Conan paused in the shadow of a tree and surveyed the ancient building. It had once been a smooth dome, its stones perhaps clad in beaten copper; faint gleams of metal were still visible in places, and the stones below them were stained with something that looked green enough - though it was hard to tell in the moonlight. A ring of pillars had surrounded it, statues atop them, but now only a handful remained; the others had toppled with the inexorable passage of time. The great central dome, a hundred paces across and nearly that high, was cracked. Off towards the back, a part of it had fallen in.
Conan thought the place had once been a temple. It looked ill-suited for anything else. The thought stirred a faint uneasiness in his barbarian soul, for he knew well the dangers that might lurk in such forgotten shrines. Still, it would have to do. The remains of his Kozaki lay strewn on the battlefield less than half a mile behind him, and there was a sizable reward for Conan's head: the Duke's men were still beating the bushes in search of him. With any real cover, he could elude them; but the trees were growing sparse here, giving way to flat grasslands. His mounted pursuers would quickly ride down a man on foot.
They might hesitate to enter a place such as this, though. And if they did, well... the only passage looked narrow enough that he could stand off a small group of men from inside it. Thus decided, he did not linger. Quick and graceful as a panther, he strode through the grasses, listening for the sounds of his pursuers as he went.

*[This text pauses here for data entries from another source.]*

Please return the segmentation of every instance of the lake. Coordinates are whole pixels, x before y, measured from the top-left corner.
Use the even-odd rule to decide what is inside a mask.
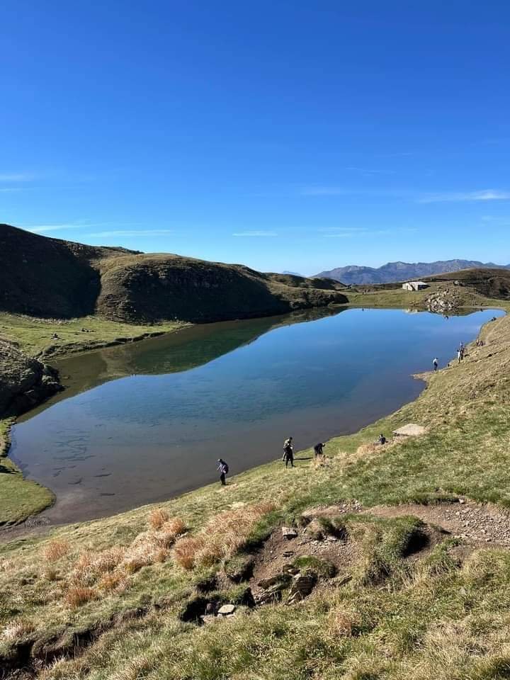
[[[65,392],[20,419],[11,455],[81,521],[157,502],[348,434],[414,399],[493,310],[348,309],[190,327],[52,363]],[[387,433],[389,434],[389,433]]]

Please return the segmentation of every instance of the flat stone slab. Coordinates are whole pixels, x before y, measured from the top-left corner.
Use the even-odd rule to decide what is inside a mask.
[[[234,604],[224,604],[218,609],[218,616],[227,616],[228,614],[233,614],[234,611]]]

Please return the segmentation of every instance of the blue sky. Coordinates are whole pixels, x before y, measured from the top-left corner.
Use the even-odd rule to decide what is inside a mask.
[[[0,7],[0,222],[261,270],[510,262],[506,1]]]

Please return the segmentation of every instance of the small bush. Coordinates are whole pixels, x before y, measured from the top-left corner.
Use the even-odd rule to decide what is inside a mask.
[[[64,596],[64,600],[69,607],[79,607],[90,600],[95,600],[97,592],[94,588],[86,586],[72,586]]]
[[[154,508],[149,515],[149,524],[153,529],[160,529],[167,522],[169,515],[162,508]]]
[[[42,549],[42,555],[48,562],[56,562],[60,557],[67,555],[69,551],[69,545],[67,540],[55,539],[50,540]]]

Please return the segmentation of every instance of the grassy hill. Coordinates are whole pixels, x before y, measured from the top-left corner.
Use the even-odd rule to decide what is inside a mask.
[[[510,317],[481,337],[320,464],[1,545],[5,676],[507,678]]]
[[[0,225],[0,310],[131,324],[210,322],[344,303],[334,282],[96,248]]]

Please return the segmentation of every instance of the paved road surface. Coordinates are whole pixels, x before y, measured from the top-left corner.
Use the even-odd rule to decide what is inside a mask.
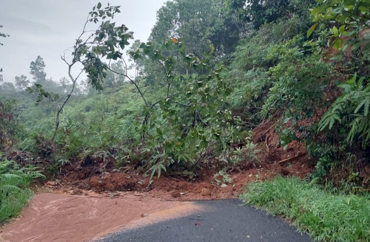
[[[286,221],[265,211],[242,206],[238,200],[203,201],[204,211],[138,228],[122,230],[102,239],[113,242],[308,242]]]

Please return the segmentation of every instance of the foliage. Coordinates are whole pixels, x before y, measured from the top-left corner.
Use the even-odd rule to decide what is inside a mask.
[[[263,24],[292,17],[295,14],[304,15],[313,4],[311,0],[228,0],[226,4],[239,21],[250,23],[254,29]]]
[[[370,240],[370,202],[364,196],[333,193],[298,178],[278,177],[248,184],[241,196],[248,204],[281,215],[315,241]]]
[[[27,77],[24,75],[14,77],[15,85],[19,90],[24,90],[30,84],[30,80],[27,79]]]
[[[44,178],[37,167],[20,168],[0,154],[0,224],[18,216],[33,193],[29,187],[33,180]]]
[[[336,123],[341,133],[347,135],[347,141],[353,144],[355,140],[361,141],[366,148],[370,141],[369,109],[370,84],[365,84],[365,77],[358,78],[355,75],[345,83],[339,85],[343,88],[342,95],[335,100],[323,116],[319,124],[319,130],[330,130]]]
[[[16,101],[0,101],[0,150],[11,147],[12,139],[18,122],[16,113]]]
[[[45,62],[43,59],[38,56],[35,61],[32,61],[30,65],[30,73],[33,76],[33,78],[38,84],[43,83],[46,77],[46,73],[44,70]]]
[[[2,25],[0,25],[0,28],[1,28],[2,27],[3,27]],[[3,33],[0,32],[0,37],[2,38],[6,38],[7,37],[10,37],[10,35],[6,35],[6,34],[4,34]],[[2,43],[0,42],[0,45],[3,45],[3,44],[3,44]]]

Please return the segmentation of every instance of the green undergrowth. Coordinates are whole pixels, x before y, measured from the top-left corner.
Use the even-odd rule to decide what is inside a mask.
[[[315,241],[370,241],[370,195],[323,189],[298,178],[248,185],[241,198],[294,222]]]
[[[43,177],[37,168],[21,168],[0,153],[0,225],[19,215],[33,196],[34,179]]]

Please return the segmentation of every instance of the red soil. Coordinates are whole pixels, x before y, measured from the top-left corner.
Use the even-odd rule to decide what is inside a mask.
[[[0,231],[0,241],[89,241],[124,227],[154,223],[199,209],[192,203],[159,202],[132,195],[110,198],[40,194],[21,217]]]
[[[81,194],[90,190],[107,194],[134,191],[161,201],[236,198],[243,192],[247,182],[269,179],[278,174],[303,177],[312,171],[314,163],[307,158],[304,145],[293,141],[283,150],[274,128],[273,122],[265,122],[254,130],[253,141],[260,150],[258,154],[259,161],[229,171],[232,182],[225,184],[227,186],[217,183],[214,174],[219,171],[214,168],[199,171],[193,180],[162,174],[149,184],[148,176],[133,170],[113,171],[115,161],[108,158],[105,161],[99,159],[76,161],[65,167],[60,182],[49,185],[53,189],[70,194]],[[252,168],[246,168],[248,167]]]

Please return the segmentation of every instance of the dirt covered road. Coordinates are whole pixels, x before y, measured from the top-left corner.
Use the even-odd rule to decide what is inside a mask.
[[[165,220],[199,209],[192,202],[160,202],[140,196],[40,194],[21,217],[2,229],[0,241],[88,241],[144,223],[149,216],[153,222],[155,212],[161,212],[157,216]]]

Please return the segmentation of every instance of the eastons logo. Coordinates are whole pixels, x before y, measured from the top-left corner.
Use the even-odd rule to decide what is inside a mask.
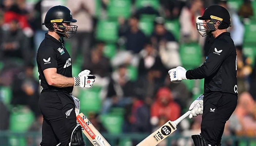
[[[219,55],[221,55],[221,53],[222,51],[222,50],[220,50],[218,51],[218,50],[217,50],[217,48],[214,48],[214,52],[213,52],[213,53],[214,54],[216,54]]]
[[[48,58],[47,60],[45,59],[43,59],[43,60],[45,62],[44,64],[50,64],[51,63],[51,62],[50,62],[50,61],[51,60],[50,57]]]
[[[70,66],[71,65],[71,58],[69,58],[67,60],[66,63],[65,64],[65,65],[64,65],[64,67],[63,68],[65,68]]]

When the high grasses gave way to broken, uneven paving stone, he sprinted for the dark rectangle of the doorway. A moment later he was inside, and he stopped there, looking back. Finally, satisfied that there was no pursuit, he stalked further into the darkness, keeping one hand on the wall and the other extended in front of him. He heard no sounds save his own soft steps, smelled nothing but ancient, dusty stone. Nothing lived here, and nothing came here. The shattered temple was uninhabited, desolate, and would serve his purposes admirably.
Then a section of floor gave way beneath his feet, and he felt himself falling.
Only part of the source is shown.